Summer Sunday Flashback Eight: “O Death Where Is Thy Sting-A-Ling-A-Ling?”
(Originally published in the Village Voice,
October 31st, 2005 4:36 PM Issue 44)(title quote from a Brendan Behan song?)
COB
Moyshe McStiff and the Tartan Lancers of the Sacred Heart
Radioactive
A Taste of Ra
A Taste of Ra
Hapna
Dredd Foole
A Long Losing Battle With Eloquence and Intimance
Ecstatic Yod
Blind Arvella Gray
The Singing Drifter
Conjuroo
In the summer of 1971, COB, Clive’s Original Band, led by Clive Palmer, dropout co-founder of the Incredible String Band, descended through dogpaths of Cornwall and into a London studio: barefoot buskers, shaking from their Moyshe McStiff knapsack the likes of cannily enigmatic “Lion of Judah,” which darts across the parade route of all orthodoxies. Meanwhile, the soulful “Chain of Love” has its own karmic seeds to burn.
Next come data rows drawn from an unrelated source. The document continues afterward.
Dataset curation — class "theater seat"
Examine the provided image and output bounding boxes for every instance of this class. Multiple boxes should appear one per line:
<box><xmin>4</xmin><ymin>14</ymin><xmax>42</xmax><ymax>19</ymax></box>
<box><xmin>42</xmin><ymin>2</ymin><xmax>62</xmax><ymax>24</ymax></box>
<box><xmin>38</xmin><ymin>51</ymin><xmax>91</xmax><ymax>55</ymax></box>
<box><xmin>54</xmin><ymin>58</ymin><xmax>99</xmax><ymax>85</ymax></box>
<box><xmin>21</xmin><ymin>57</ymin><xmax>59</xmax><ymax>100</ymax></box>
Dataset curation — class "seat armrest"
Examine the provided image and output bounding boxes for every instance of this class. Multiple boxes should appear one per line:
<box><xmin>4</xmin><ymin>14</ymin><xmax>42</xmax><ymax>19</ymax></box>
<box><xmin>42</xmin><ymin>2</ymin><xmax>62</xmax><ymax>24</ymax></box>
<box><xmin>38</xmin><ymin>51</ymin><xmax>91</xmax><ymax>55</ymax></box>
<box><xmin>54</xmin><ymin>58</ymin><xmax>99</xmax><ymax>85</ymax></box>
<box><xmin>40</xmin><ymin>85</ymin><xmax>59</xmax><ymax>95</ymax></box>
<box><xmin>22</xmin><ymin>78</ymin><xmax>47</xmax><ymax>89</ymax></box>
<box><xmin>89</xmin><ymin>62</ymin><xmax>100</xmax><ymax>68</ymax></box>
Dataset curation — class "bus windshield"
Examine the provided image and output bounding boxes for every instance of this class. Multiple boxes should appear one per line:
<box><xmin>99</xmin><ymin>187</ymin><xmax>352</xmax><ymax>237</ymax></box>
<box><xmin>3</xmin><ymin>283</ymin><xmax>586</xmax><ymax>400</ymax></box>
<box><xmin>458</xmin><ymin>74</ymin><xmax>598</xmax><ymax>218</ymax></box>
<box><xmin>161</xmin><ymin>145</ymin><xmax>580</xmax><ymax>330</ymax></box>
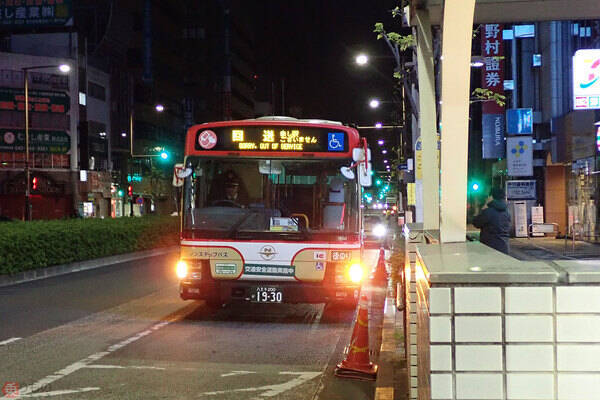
<box><xmin>182</xmin><ymin>157</ymin><xmax>360</xmax><ymax>241</ymax></box>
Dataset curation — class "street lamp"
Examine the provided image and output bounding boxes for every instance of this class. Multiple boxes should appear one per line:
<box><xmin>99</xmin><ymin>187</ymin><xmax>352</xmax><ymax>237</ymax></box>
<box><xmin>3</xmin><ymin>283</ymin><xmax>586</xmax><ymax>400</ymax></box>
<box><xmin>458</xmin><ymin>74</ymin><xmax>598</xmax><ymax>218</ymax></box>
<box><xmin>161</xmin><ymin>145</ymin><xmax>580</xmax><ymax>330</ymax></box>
<box><xmin>23</xmin><ymin>63</ymin><xmax>71</xmax><ymax>221</ymax></box>
<box><xmin>128</xmin><ymin>103</ymin><xmax>167</xmax><ymax>217</ymax></box>
<box><xmin>355</xmin><ymin>53</ymin><xmax>369</xmax><ymax>66</ymax></box>
<box><xmin>369</xmin><ymin>99</ymin><xmax>380</xmax><ymax>109</ymax></box>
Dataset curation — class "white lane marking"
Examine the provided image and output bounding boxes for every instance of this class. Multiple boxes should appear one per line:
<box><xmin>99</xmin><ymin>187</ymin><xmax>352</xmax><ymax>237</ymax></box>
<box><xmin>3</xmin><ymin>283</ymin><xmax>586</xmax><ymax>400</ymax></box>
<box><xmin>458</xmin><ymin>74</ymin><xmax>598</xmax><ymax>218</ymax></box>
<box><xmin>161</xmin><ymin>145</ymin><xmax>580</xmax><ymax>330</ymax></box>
<box><xmin>310</xmin><ymin>305</ymin><xmax>324</xmax><ymax>333</ymax></box>
<box><xmin>0</xmin><ymin>337</ymin><xmax>21</xmax><ymax>346</ymax></box>
<box><xmin>220</xmin><ymin>371</ymin><xmax>257</xmax><ymax>377</ymax></box>
<box><xmin>3</xmin><ymin>319</ymin><xmax>174</xmax><ymax>399</ymax></box>
<box><xmin>20</xmin><ymin>387</ymin><xmax>100</xmax><ymax>397</ymax></box>
<box><xmin>85</xmin><ymin>364</ymin><xmax>166</xmax><ymax>370</ymax></box>
<box><xmin>201</xmin><ymin>371</ymin><xmax>321</xmax><ymax>397</ymax></box>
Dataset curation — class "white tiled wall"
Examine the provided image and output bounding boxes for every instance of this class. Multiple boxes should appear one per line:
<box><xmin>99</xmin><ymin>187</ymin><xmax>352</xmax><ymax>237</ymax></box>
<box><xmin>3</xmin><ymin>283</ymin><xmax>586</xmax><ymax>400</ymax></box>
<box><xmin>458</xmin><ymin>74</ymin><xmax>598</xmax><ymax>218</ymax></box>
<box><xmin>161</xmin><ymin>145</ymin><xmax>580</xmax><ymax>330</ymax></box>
<box><xmin>506</xmin><ymin>373</ymin><xmax>554</xmax><ymax>399</ymax></box>
<box><xmin>455</xmin><ymin>345</ymin><xmax>502</xmax><ymax>371</ymax></box>
<box><xmin>427</xmin><ymin>286</ymin><xmax>600</xmax><ymax>400</ymax></box>
<box><xmin>506</xmin><ymin>345</ymin><xmax>553</xmax><ymax>371</ymax></box>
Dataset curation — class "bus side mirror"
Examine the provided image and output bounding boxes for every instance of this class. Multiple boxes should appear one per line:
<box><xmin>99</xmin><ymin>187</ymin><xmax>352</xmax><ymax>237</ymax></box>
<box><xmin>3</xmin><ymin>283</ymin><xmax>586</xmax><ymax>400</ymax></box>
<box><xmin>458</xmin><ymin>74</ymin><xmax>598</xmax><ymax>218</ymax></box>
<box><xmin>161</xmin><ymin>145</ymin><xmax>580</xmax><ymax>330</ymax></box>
<box><xmin>352</xmin><ymin>148</ymin><xmax>371</xmax><ymax>162</ymax></box>
<box><xmin>358</xmin><ymin>162</ymin><xmax>372</xmax><ymax>187</ymax></box>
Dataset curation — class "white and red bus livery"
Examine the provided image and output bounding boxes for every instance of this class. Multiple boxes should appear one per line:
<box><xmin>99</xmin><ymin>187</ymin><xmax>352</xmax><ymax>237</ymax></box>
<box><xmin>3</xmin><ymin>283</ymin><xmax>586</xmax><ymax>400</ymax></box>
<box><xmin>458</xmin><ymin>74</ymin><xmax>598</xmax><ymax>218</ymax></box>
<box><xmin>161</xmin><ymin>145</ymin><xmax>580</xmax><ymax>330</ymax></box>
<box><xmin>175</xmin><ymin>117</ymin><xmax>372</xmax><ymax>306</ymax></box>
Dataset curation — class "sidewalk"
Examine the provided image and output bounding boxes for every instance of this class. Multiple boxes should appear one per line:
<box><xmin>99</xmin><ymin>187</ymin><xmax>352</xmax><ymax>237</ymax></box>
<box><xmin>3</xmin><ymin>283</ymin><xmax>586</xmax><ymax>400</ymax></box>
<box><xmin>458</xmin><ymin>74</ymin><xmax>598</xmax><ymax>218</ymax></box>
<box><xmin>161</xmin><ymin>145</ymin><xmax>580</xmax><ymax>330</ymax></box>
<box><xmin>510</xmin><ymin>236</ymin><xmax>600</xmax><ymax>260</ymax></box>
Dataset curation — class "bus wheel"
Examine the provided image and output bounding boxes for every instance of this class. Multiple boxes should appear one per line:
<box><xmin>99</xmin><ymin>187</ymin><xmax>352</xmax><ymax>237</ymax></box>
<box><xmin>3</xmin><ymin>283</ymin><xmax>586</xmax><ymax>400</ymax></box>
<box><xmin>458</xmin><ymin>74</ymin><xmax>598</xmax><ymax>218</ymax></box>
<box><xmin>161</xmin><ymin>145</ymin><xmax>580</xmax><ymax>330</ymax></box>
<box><xmin>205</xmin><ymin>298</ymin><xmax>224</xmax><ymax>309</ymax></box>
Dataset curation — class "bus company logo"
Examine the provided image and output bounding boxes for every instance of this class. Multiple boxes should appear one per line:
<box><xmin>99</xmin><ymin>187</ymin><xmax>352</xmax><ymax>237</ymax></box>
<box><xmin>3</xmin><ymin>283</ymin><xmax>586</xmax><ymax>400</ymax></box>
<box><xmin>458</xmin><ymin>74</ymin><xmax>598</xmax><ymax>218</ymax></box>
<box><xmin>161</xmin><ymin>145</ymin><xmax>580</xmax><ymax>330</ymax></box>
<box><xmin>2</xmin><ymin>382</ymin><xmax>19</xmax><ymax>398</ymax></box>
<box><xmin>198</xmin><ymin>130</ymin><xmax>217</xmax><ymax>149</ymax></box>
<box><xmin>3</xmin><ymin>131</ymin><xmax>15</xmax><ymax>145</ymax></box>
<box><xmin>258</xmin><ymin>245</ymin><xmax>277</xmax><ymax>260</ymax></box>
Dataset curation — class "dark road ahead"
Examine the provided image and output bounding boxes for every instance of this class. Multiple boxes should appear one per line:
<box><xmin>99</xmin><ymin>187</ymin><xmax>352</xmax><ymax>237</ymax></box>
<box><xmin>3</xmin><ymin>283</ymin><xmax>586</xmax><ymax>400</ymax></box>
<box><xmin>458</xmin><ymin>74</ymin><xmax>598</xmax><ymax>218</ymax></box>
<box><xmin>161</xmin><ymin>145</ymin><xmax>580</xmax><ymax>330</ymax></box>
<box><xmin>0</xmin><ymin>253</ymin><xmax>374</xmax><ymax>399</ymax></box>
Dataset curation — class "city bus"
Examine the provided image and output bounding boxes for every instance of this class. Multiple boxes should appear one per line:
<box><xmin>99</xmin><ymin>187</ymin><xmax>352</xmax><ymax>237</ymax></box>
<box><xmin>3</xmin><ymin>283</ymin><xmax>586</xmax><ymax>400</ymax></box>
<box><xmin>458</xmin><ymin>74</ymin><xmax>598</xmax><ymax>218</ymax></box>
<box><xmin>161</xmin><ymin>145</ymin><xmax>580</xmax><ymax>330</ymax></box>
<box><xmin>175</xmin><ymin>117</ymin><xmax>372</xmax><ymax>307</ymax></box>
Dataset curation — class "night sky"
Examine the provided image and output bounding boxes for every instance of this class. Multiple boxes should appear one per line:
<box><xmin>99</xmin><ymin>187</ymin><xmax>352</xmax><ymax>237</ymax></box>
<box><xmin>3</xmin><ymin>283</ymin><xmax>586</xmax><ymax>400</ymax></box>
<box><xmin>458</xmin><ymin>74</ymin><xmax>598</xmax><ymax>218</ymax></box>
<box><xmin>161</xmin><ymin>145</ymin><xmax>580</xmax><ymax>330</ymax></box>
<box><xmin>250</xmin><ymin>1</ymin><xmax>399</xmax><ymax>127</ymax></box>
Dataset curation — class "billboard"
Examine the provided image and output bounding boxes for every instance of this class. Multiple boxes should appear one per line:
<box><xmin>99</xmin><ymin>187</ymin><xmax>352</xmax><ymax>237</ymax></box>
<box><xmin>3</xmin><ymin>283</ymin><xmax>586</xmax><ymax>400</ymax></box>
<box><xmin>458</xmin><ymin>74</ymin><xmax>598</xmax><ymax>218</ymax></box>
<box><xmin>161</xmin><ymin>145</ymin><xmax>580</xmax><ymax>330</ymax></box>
<box><xmin>507</xmin><ymin>136</ymin><xmax>533</xmax><ymax>176</ymax></box>
<box><xmin>0</xmin><ymin>0</ymin><xmax>72</xmax><ymax>29</ymax></box>
<box><xmin>506</xmin><ymin>108</ymin><xmax>533</xmax><ymax>135</ymax></box>
<box><xmin>0</xmin><ymin>128</ymin><xmax>70</xmax><ymax>153</ymax></box>
<box><xmin>573</xmin><ymin>49</ymin><xmax>600</xmax><ymax>110</ymax></box>
<box><xmin>481</xmin><ymin>24</ymin><xmax>506</xmax><ymax>159</ymax></box>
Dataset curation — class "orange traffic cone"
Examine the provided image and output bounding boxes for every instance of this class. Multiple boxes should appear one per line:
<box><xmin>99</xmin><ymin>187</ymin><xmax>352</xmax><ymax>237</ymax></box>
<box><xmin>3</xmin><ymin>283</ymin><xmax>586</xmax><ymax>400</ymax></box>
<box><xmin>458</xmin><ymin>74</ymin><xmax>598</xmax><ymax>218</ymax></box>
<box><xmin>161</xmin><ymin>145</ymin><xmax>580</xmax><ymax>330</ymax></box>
<box><xmin>371</xmin><ymin>247</ymin><xmax>388</xmax><ymax>286</ymax></box>
<box><xmin>334</xmin><ymin>294</ymin><xmax>378</xmax><ymax>380</ymax></box>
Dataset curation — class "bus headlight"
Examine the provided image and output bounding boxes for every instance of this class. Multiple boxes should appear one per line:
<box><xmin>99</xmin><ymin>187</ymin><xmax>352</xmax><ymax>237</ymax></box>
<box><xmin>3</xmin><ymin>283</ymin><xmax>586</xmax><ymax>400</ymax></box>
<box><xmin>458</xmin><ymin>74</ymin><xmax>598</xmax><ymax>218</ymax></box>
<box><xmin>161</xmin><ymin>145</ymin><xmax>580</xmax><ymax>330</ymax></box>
<box><xmin>176</xmin><ymin>260</ymin><xmax>189</xmax><ymax>279</ymax></box>
<box><xmin>347</xmin><ymin>263</ymin><xmax>364</xmax><ymax>283</ymax></box>
<box><xmin>373</xmin><ymin>223</ymin><xmax>387</xmax><ymax>238</ymax></box>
A Taste of Ra is the self-titled album of a certain pseudonymous Swede. It’s an in-joke on “acid folk,” with someone shuffling around his kitchen, talking and laughing under his breath. Eventually, we get angelic Harpo Marxworthy string effects and dust-disturbing falsetto vibrations, as if he’s channeling St. Tiny of Tim, out of the Wilde Blue Yonder.
Recommended!
New England’s Dredd Foole (Dan Ireton) used to lead a tribe called the Din, which sometimes included emissaries from Boston noise kings Mission of Burma. As presented by Sonic Youth’s Thurston Moore and Forced Exposure’s Byron Coley, the Foole, armed now only with mostly non-noisy vocals and solo guitar, does indeed fight A Long Losing Battle With Eloquence and Intimance (sic), and listeners win. He’s the bard of the barred and scarred, the ones who pay the toll and the troll.
(Ain’t sorry.)
1972’s (expanded) The Singing Drifter is the only album by Arvella Gray, to whom Bob Dylan attributed “He Was a Friend of Mine,” which Gray himself never recorded. Here, he sometimes drifts too far, yet usually manages to re-engage, as a blind Windy City street singer had better. His voice and Dobro urge blues and gospel into a glistening, steely maze of grace. Startling, but they don’t call it “faith” for nothing. (Or even so.)